You are viewing a plain text version of this content. The canonical link for it is here.
Posted to notifications@shardingsphere.apache.org by GitBox <gi...@apache.org> on 2020/03/23 04:26:04 UTC

[GitHub] [incubator-shardingsphere] kimmking opened a new issue #4896: [DISCUSS]MetadataCenter Design 5.x

kimmking opened a new issue #4896: [DISCUSS]MetadataCenter Design 5.x
URL: https://github.com/apache/incubator-shardingsphere/issues/4896
 
 
   MetadataCenter Design5.x is a part of Orchestration 5.x Design(#4515).
   
   ## Metadata Center Design
   
   The purpose of this document is to illustrate the metadata center design of the Apache ShardingSphere governance module.
   
   [TOC]
   
   ### 1. Definition
   
   The word 'metadata' in this article is the metadata of the data source used by Sharding-JDBC / Sharding-Proxy.
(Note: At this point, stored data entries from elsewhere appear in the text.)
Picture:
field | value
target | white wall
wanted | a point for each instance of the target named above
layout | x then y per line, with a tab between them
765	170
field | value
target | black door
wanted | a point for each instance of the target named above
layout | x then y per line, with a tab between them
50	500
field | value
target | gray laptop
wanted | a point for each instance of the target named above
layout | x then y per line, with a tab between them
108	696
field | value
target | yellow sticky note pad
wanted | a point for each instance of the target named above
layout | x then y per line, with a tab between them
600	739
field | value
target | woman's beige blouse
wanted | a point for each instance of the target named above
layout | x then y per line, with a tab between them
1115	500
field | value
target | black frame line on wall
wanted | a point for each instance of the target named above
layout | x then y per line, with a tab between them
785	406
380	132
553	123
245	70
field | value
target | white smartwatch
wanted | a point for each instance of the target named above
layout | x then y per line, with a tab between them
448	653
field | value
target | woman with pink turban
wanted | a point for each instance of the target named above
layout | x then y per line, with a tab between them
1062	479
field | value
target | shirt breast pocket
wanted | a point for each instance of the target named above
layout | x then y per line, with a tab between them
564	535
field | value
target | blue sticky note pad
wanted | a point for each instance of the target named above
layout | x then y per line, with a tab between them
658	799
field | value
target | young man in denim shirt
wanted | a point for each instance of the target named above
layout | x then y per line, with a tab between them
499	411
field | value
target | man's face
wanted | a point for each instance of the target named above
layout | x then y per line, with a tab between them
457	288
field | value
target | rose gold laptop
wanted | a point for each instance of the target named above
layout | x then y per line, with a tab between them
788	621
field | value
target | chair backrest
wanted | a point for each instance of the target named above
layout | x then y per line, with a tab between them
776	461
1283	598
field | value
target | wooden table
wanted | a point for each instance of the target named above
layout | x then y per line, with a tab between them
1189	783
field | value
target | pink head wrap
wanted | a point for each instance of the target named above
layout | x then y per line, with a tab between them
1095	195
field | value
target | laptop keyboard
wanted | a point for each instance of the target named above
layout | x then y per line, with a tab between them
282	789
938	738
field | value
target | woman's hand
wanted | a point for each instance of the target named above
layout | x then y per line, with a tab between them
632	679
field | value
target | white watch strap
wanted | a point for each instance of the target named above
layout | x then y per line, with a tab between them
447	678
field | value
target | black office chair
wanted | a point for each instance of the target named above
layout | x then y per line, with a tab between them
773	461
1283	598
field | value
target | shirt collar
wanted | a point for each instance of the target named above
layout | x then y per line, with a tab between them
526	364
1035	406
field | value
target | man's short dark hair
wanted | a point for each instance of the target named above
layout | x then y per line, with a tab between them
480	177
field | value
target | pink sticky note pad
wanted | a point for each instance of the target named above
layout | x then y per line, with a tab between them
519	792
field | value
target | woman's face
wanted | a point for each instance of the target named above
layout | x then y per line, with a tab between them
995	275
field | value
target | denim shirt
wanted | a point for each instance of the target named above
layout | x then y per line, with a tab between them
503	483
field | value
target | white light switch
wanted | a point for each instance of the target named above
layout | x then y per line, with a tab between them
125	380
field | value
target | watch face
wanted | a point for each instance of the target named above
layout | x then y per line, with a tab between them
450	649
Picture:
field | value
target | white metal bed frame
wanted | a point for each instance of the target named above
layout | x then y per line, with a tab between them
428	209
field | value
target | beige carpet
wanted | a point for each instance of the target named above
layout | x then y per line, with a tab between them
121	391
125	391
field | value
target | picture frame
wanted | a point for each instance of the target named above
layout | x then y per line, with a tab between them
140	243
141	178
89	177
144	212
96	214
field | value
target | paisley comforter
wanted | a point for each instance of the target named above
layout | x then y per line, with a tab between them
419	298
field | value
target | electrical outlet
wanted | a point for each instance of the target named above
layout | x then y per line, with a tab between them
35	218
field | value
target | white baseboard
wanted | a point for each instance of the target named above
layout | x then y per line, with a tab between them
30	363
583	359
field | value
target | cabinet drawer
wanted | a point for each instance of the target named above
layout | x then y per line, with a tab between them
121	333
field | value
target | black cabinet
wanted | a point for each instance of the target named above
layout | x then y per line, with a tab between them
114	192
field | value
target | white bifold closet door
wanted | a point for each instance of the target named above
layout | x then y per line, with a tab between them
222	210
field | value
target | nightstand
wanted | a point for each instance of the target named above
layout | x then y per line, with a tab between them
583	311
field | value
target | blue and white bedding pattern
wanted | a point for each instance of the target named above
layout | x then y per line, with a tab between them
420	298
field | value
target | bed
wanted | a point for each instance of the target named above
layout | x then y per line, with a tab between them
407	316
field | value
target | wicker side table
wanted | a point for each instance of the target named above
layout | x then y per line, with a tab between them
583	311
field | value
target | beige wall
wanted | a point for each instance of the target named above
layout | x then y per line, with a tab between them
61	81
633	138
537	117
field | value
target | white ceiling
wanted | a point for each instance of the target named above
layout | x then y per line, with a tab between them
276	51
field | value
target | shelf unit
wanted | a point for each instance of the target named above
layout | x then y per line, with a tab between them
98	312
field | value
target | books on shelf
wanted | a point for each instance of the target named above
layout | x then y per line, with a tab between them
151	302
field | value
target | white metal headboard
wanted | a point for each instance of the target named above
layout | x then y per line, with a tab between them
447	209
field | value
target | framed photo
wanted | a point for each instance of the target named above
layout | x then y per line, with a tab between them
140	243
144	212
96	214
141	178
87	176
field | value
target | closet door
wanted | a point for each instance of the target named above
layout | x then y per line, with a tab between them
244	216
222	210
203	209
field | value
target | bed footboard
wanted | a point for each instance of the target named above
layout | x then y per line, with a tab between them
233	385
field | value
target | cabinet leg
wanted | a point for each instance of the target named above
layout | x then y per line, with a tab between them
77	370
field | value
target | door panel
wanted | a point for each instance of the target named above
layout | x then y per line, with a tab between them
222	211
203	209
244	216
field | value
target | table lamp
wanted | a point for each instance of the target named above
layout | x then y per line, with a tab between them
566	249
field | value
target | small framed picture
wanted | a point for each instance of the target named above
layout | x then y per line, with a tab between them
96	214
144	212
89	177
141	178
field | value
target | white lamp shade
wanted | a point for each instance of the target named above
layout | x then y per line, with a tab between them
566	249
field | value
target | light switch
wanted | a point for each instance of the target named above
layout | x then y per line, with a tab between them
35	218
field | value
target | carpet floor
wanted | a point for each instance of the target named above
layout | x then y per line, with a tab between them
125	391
These metadata are the core data objects to ensure the correct operations of each component of ShardingSphere. Currently, they are scattered in each part of the system. They should be reorganized and managed in a unified manner using a new component such like 'metadata center', and coordinate changes when metadatas changes.
   
   
   
   ### 2. Types
   
   The current metadata object models are mainly defined in:
   
   > org.apache.shardingsphere.sql.parser.binder
   >
   > ├─column
   > │      ColumnMetaData.java
   > │      ColumnMetaDataLoader.java
   > ├─index
   > │      IndexMetaData.java
   > │      IndexMetaDataLoader.java
   > ├─schema
   > │      SchemaMetaData.java
   > │      SchemaMetaDataLoader.java
   > └─table
   >      TableMetaData.java
   >      TableMetaDataLoader.java
   >
   > 
   >
   > Hierarchical relationship is `schema > table > column + index`
   >
   > At the same time, the scaling module also has a subset of models and loaders that need to be merged (#4866).
   
   
   
   One issue to further discuss is:
   
   > Question 1: Should sharding rules and so on be put in the metadata center uniformly?
   >
   > It is recommended to only process datasource metadatas right now, and rule datas should still be placed in config center. See if we want to adjust them later.
   
   
   
   ### 3. Current Metadata Loading
   
   The unified entry for loading metadatas in:
   
   > org.apache.shardingsphere.sql.parser.binder.metadata.schema.SchemaMetaDataLoader
   
   ![image-20200319190724018](https://user-images.githubusercontent.com/807508/77133013-76df2780-6a9c-11ea-9a98-54d69bd43599.png)
   
   Metadatas are loaded in three places:
   
   1、Sharding-JDBC
   
   2、Sharding-Proxy
   
   > Bootstrap.startWithRegistryCenter->LogicSchemas.init/initSchemas->LogicSchemas.initSchemas(for)
   >
   > ->LogicSchemaFactory.newInstance->XXSchema->XXSchema.createMetaData/loadSchemaMetaData
   >
   > ->SchemaMetaDataLoader.load(dataSource, maxConnectionsSizePerQuery)
   
   Each XXSchema class implements guava's @ Subscribe's renew method, which can execute the corresponding rules to refresh them(rules, not metadatas) when an event is received. 
   
   ShardingSchema and MasterSlaveSchema can additionally support the disableEvent to disable the data source. (This section have a lot codes those can be optimized.)
   
   sharding table metadatas loading:
   
   > org.apache.shardingsphere.core.metadata.ShardingMetaDataLoader
   
   Load the logic part and the default part separately, and then call SchemaMetaDataLoader to load according to the hierarchy.
   
   3、Sharding-scaling
   
   There are an independent TableMetaDataLoader/ColumnMetaDataLoader here, used to load its own TableMetaData/ColumnMetaData.
   
   
   
   ### 4. Metadata Usage 
   
   **Route Module**
   
     * If it is SelectStatementContext, where condition exists, it will participate in obtaining ShadingConditions
     * If it is DDLStatement, DCLStatement, it will get the table data from it.
   
   **Rewrite Module**
   
   - Determine if the column exists in metadata.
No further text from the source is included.